Tool-Use Schemes¶
How an agent's tools are shown to the LLM — and how the LLM's calls are turned
back into dispatched actions — is a pluggable scheme. Reyn ships four, and
you select one per layer in reyn.yaml. The defaults are enumerate-all for the
chat layer and universal-category for step / phase; any layer can
be switched to another scheme via config.

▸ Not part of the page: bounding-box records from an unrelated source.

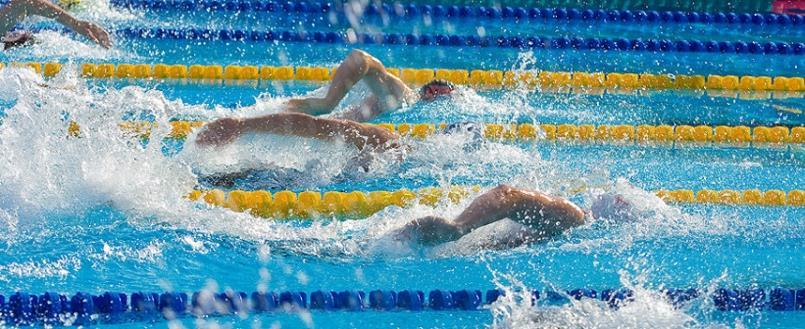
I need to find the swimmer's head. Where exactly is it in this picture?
[0,31,34,50]
[419,80,456,101]
[590,192,638,221]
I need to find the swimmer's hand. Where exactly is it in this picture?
[196,118,243,146]
[73,21,112,49]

The key invariant: the scheme only changes the LLM-facing surface. Every tool call, whichever scheme produced it, is routed through the same OS gate — exclusion check → permission check → dispatch. Swapping schemes never changes what is allowed, only how the LLM is asked to express a call. See Permission model.
The four schemes¶
A cross-scheme finding (H1): tool-name visibility predicts invocation
success. Schemes that place the callable name directly in the LLM-facing
surface (enumerate-all, CodeAct) let the model invoke without guessing;
schemes that put the name behind an indirection it must first traverse
(universal-category's discover→invoke, retrieval's search-first) invite
name-hallucination on non-hot-list tools. This is why the chat default moved to
enumerate-all.
enumerate-all (chat default)¶
Presents every usable tool flatly in the LLM's tool list and dispatches by
name — the plain, native-JSON baseline with no discovery indirection. This is
the default for the chat layer: flat-listing actions lets the LLM
invoke them directly, avoiding the invoke_action name-hallucination that the
discover-then-call indirection induced (measured ~30%→100% non-hot-list tool-use
on the chat path). Leaving tool_use.chat unset keeps it.

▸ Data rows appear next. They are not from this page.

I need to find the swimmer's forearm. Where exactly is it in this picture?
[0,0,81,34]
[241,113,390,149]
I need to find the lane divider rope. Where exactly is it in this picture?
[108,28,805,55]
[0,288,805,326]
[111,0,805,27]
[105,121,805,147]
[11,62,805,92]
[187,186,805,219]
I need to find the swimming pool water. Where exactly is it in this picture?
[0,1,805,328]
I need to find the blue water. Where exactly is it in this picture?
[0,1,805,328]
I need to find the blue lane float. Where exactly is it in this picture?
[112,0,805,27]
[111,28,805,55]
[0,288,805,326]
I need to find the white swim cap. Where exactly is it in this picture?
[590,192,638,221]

Use when: the default for chat — direct, deterministic name→dispatch. The
trade-off is a visibility cost, not a weak-model penalty: request size grows
linearly with the catalogue (H1 measured ~67 tools ≈ ~50KB of tool surface,
~3.2× the universal-category request) because every name is shown up front.
That visibility is precisely what fixes weak-model tool-use; the cost is tokens,
which only bites at very large catalogues (see universal-category).
universal-category¶
The universal action catalog: every action — a workflow, an
MCP tool, a memory entry, a file op, an indexed corpus — is addressed by a single
qualified name and reached through a small fixed set of wrappers (discover →
describe → invoke). The LLM-facing tool list stays constant as the catalogue
grows. The default for the step / phase layers; set tool_use.chat:
universal-category to use it for chat too.

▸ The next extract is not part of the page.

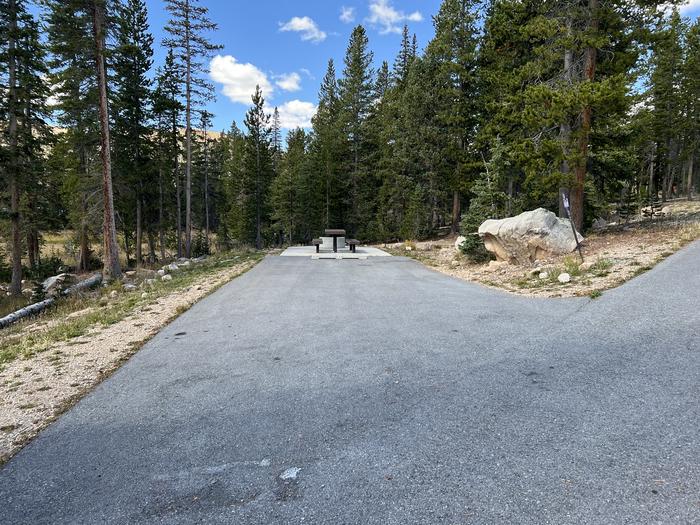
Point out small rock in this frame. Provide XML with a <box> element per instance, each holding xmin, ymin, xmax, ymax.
<box><xmin>578</xmin><ymin>261</ymin><xmax>595</xmax><ymax>272</ymax></box>
<box><xmin>591</xmin><ymin>217</ymin><xmax>608</xmax><ymax>231</ymax></box>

Use when: a very large / fast-growing tool set where flat-listing every action in the request would cost too many tokens — the wrappers keep the LLM-facing tool list constant.
retrieval¶
RAG-over-tools. Instead of presenting the whole catalogue, it presents a search
tool; the LLM searches, the OS re-presents only the matched actions as callable
tools, and the LLM calls one. A supported opt-in alternative to the chat
default — it requires action_retrieval.embedding_class set to a configured
embedding provider (the search is semantic). Because matching is semantic, its
quality depends on the embedding index, so it suits stable, well-indexed
catalogues.
Use when: the tool set is very large and presenting it in full would cost too many tokens — the search narrows the candidates before the call.
Measured (weak-model 4-way refresh): retrieval
is clean on single-step reads and read→transform→write chains, but on read-heavy
multi-file tasks the weak model reads files sequentially and the search→re-present
per-round overhead makes it slow (timeout-prone) — correct-but-slow, a tuning cost,
not a cognition gap (uncapped, it completes the same task). So retrieval is a
catalogue-scaling opt-in, not a weak-default replacement: enumerate-all remains
the weak-model chat default (highest task-completion and fastest-terminating in the
comparison). See the 4-way refresh journal under
docs/deep-dives/journal/dogfood/2026-06-17-4way-retrieval-refresh/.
CodeAct¶
Code-as-tools. The LLM writes a short Python snippet, and tool calls happen as
in-code tool(...) calls. The snippet runs in a sandboxed subprocess, and
each in-code call round-trips through the same permission gate as a JSON tool
call — a CodeAct call is gated at least as strictly as the equivalent JSON
call, plus sandbox containment.
Use when: running weak / low-cost models, where expressing tool use as code measurably outperforms JSON tool-calling.
Per-layer selection¶
The scheme is chosen independently for each of the three layers an agent runs:
# reyn.yaml
tool_use:
chat: enumerate-all # top-level chat router (default)
step: universal-category # plan / skill steps (default)
phase: universal-category # OS phases (default)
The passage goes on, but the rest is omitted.